8. AXA Financial entered into a purchase agreement with Sanford C. Bernstein Inc. ("SCB") and Capital, dated as of June 20, 2000 (the "Purchase Agreement"), pursuant to which it granted SCB the right, beginning on the second anniversary of the closing of Capital's acquisition of substantially all of the assets and liabilities of SCB (the "Acquisition"), to cause AXA Financial (or its designee) to purchase Capital Units received by SCB as part of consideration for the Acquisition (in the aggregate, such Capital Units are referred to herein as the "Equity Consideration"). This right is exercisable no more than once annually during each of the eight years following the second anniversary of the closing of the Acquisition (October 2, 2000), in an amount not to exceed 20% of the Capital Units paid to SCB as part of the Equity Consideration per year and subject to deferral under certain circumstances.

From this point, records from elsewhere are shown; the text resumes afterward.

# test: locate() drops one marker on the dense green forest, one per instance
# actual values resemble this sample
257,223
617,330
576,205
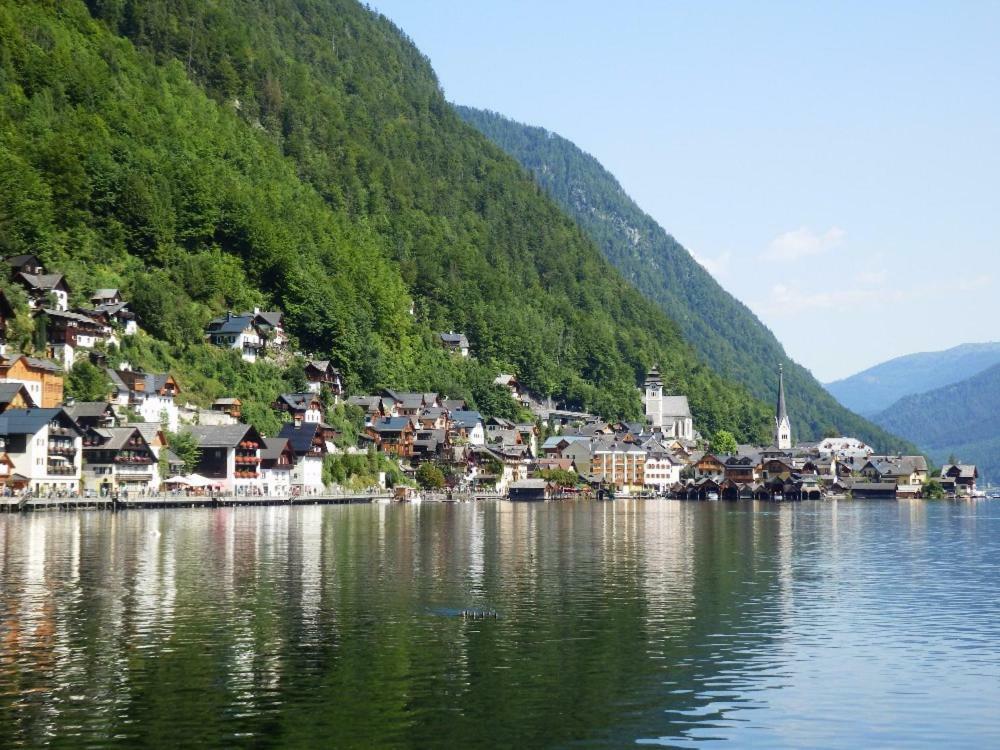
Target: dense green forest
960,420
722,329
877,388
301,155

9. On December 7, 2004, SCB delivered a notice to AXA Financial stating that it was exercising its right to sell 8,160,000 Capital Units to AXA Financial (or its designee) under the Purchase Agreement. As provided in the Purchase Agreement, the purchase price for each of the Capital Units whose acquisition is being reported in this Form 4 will be the average of the closing prices of a Holding Unit as quoted on the New York Stock Exchange composite tape for the ten trading days ending on December 14, 2004, the fifth trading day following the December 7, 2004 exercise date. While the purchase price will not be determined until December 14, 2004, and the settlement date will be subsequent to that date, the Reporting Persons are filing this form to report AXA Financial's receipt, on December 7, 2004, of SCB's notice of exercise of its right to sell.
10. These Capital Units are directly owned by AXA Financial.
Remarks:
This is one of two Forms 4 reporting this transaction filed today by multiple reporting persons. See Attachment A filed as an Exhibit hereto for a complete list of Reporting Persons filing these two Forms 4 today.
Alvin H. Fenichel (See Attachment A) 12/09/2004
** Signature of Reporting Person Date
Reminder: Report on a separate line for each class of securities beneficially owned directly or indirectly.
* If the form is filed by more than one reporting person, see Instruction 4 (b)(v).
** Intentional misstatements or omissions of facts constitute Federal Criminal Violations See 18 U.S.C. 1001 and 15 U.S.C. 78ff(a).